The new issue of The Good Society (vol. 22, no. 2) includes a symposium on The Summer Institute of Civic Studies at Tufts University. The symposium articles are free and open on JSTOR. They are:
- “The Summer Institute of Civic Studies: An Introduction” by Karol Soltan and me
- “Civic Studies: Fundamental Questions, Interdisciplinary Methods,” by Alison K. Cohen, J. Ruth Dawley-Carr, Liza Pappas, and Alison Staudinger
- “What Should You and I Do?: Lessons for Civic Studies from Deliberative Politics in the New Deal” by Timothy J. Shaffer
- “Living Well Together: Citizenship, Education, and Moral Formation” by Elizabeth Gish and Paul Markham
- “Civic Studies: Bringing Theory to Practice” by Katherine Kravetz
- “The Civic Institute Relocated: Designing a Syllabus for Undergraduate Students at a Public University” by Susan Orr; and
- “Deliberation and Civic Studies” by Matt Chick
As Karol Soltan and I write at the beginning of our introductory essay, the Summer Institute of Civic Studies is intended as a step in the development of a new discipline, by which we mean an intellectual community (a group of thinkers who learn from each other) that is institutionalized, with an association, a journal or journals, educational institutions, a recognized place in universities, conferences, and so on.
The aim of this symposium is to introduce the Summer Institute, mostly through the work of past participants. … Every year, it draws about 20 advanced graduate students, faculty, civic practitioners, and community leaders for two weeks of intensive discussions. Individuals have come from Bhutan, Singapore, Mexico, South Africa, Germany, the Netherlands, Canada, Israel, and all corners of the United States to participate.
Like any healthy intellectual community, civic studies is a field of debate; participants do not sing in unison. But they do have common premises and purposes that, among other things, draw 20 of them to Tufts each July. Those premises could be formulated in several overlapping ways:
1. The goal of civic studies is to develop ideas and ways of thinking helpful to citizens, understood as co-creators of their worlds. Note that we do not define “citizens” as official members of nation-states or other political jurisdictions. Nor does this formula invoke the word “democracy.” One can be a co-creator in many settings, ranging from loose social networks and religious congregations, to the globe. Not all of these venues are, or could be, democracies.
2. Civic studies asks Shaffer’s question: “What should we do?” It is thus inevitably about ethics (what is right and good?), about facts (what is actually going on?) and about strategies (what would work?). Good strategies may take many forms and use many instruments, but if a strategy addresses the question “What should we do?”, then it must guide our own actions. For many of us, institutions and institution-making are crucial to this enterprise. They embody ideals and values.

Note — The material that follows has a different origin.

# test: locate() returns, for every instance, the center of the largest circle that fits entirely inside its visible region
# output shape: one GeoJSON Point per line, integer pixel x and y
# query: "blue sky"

They can also be seen as crucial resources.
3. At the very beginning of the Federalist Papers, Alexander Hamilton asks whether “societies of men are really capable or not of establishing good government from reflection and choice, or whether they are f orever destined to depend for their political constitutions on accident and force.” Civic studies suggests that we can govern by reflection and choice. But more importantly, it looks for ways to make that happen. In other words, we are not especially concerned with an assessment of how much agency we actually have as reasoning citizens; we are concerned with enhancing our political or civic agency.
4. As co-founder of the Summer Institute and retiring editor of this journal Stephen Elkin reminds us elsewhere in this issue, [the Good Society’s] motto is Walter Lippman’s statement that “the art of governing well has to be learned.” That is another way of formulating the task of civic studies.
Civic studies is an intellectual community in the making, based on an empirical observation that there are many thinkers, networks of thinkers (some overlapping), and traditions of thinking in a number of disciplines that share the goals listed above.